New research from Ohio State University suggests that young children who eat their vegetables are just as likely to eat junk food.
The research team, led by Sara Anderson, an associate professor of epidemiology at The Ohio State University, found that preschool students from low-income families in Columbus who ate fruit and vegetables and drank milk were just as likely to eat foods high in sugar, salt and fat as children who did not eat as many healthy foods.
“We assumed that children who ate a lot of healthy foods would also be children who did not eat a lot of unhealthy foods,” said Anderson.
Parents or guardians of 357 children between the ages of 2 and 5 years old met with trained interviewers for the study to offer information pertaining to how often certain foods were consumed by their children in the past week.
Parents were asked about their child’s diet, with foods and drinks being categorized by researchers into healthy and unhealthy categories. While healthy options included fruits, vegetables, and milk, unhealthy options were considered to be sweetened drinks, fast food, sweets, and salty snacks.
No evidence was found linking children who ate healthy foods to being less likely to eat junk foods, no matter their age. Around half of the children were found to eat fruit two or more times per day. Some rarely ate vegetables, although over one-third were found to eat them a few times each day. Most children drank milk at least once per day.
In the week before the interviews took place, only one-third of the children involved did not drink any sugary beverages such as soda and 29% did not eat fast food.
Phyllis Pirie from Ohio State University said that despite a wide-spread belief that encouraging healthy eating lessens eating unhealthy foods, it may not be true, and that efforts to reduce childhood obesity too often focus on adding “good” foods to the daily diet rather than avoiding “bad foods.” While the study does not mean efforts to get children to eat more healthy foods should be done away with, she does say that the argument that good automatically replaces bad has less strength.
Study results were compared to previous research that showed a person can be highly active and sedentary at the same time. For example, someone who enjoys running on weekends can also rack up many hours of sedentary time at their desk during the week.

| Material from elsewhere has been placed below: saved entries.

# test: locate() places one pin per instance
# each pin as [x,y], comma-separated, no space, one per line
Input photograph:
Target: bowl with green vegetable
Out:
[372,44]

Although more research is needed before policy changes on the topic should take place, researchers believe that a larger national study currently underway could lead to a change in conversations pertaining to improving diets and lowering childhood obesity rates.
The study was conducted in 2012 and 2013 as part of a larger project supported by the Centers for Disease Control and Prevention and appeared in the December 2015 issue of the Maternal and Child Health Journal.